No todo van a ser errores en los juegos de mesa, por lo que hoy voy a darle la vuelta a la tortilla y a comentar algunos diseños que considero grandes aciertos. Uno de los problemas del primer juego que diseñé era que los jugadores se perdían con la gran cantidad de interacciones entre sus cartas y que, además, no tenían acceso al mazo para buscar nuevas combinaciones. Por eso, uno de los testers me recomendó que probara Race for the Galaxy, un juego que combina exploración y construcción con un sistema de fases muy original (y un diseño gráfico del que ya hablaremos).

Cada jugador comienza la partida con una carta de planeta sobre la mesa y cuatro cartas en la mano, y todos los jugadores comparten un único mazo en que tendrán que explorar para encontrar nuevos planetas y desarrollos que les permita conseguir puntos de victoria. Con estas cartas cada jugador debe construir su imperio, con la seguridad de que ningún oponente podrá interferir con las cartas que uno juega. De este modo uno tan sólo maneja la información de sus cartas y, como mucho, puede echar una ojeada a lo que hacen sus oponentes. Entonces… ¿cómo se produce la interacción entre jugadores?

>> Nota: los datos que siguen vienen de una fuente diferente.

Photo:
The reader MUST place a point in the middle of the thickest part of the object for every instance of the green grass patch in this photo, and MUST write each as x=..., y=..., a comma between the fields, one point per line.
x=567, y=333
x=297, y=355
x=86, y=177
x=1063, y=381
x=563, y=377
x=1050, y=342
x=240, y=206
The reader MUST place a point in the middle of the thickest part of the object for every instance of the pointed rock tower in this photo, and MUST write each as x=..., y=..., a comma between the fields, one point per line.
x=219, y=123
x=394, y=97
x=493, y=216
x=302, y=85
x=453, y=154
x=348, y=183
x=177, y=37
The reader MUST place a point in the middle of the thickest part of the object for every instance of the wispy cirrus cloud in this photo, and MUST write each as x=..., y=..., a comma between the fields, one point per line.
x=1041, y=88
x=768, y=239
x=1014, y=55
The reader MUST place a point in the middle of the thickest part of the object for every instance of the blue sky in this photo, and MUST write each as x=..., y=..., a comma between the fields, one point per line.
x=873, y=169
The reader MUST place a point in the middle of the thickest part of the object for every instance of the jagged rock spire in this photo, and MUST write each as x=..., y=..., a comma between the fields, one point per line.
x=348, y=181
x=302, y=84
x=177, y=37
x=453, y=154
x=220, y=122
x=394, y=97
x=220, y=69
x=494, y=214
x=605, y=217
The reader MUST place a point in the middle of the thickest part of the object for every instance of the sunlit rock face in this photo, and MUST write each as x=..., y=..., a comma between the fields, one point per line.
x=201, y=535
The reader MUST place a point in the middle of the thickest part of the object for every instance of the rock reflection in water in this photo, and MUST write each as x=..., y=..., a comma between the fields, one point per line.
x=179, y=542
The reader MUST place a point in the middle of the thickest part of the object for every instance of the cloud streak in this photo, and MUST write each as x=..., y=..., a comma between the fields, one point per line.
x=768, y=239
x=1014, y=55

El secreto consiste en que, además de esas cartas, los jugadores tienen otra mano de siete cartas con cinco fases diferentes:

  1. Exploración: Mirar y robar cartas del mazo.
  2. Desarrollo: Construir un desarrollo.
  3. Colonizar: Construir un planeta.
  4. Consumir: Cambiar recursos de planetas por puntos de victoria.
  5. Producir: Los planetas generan un recurso.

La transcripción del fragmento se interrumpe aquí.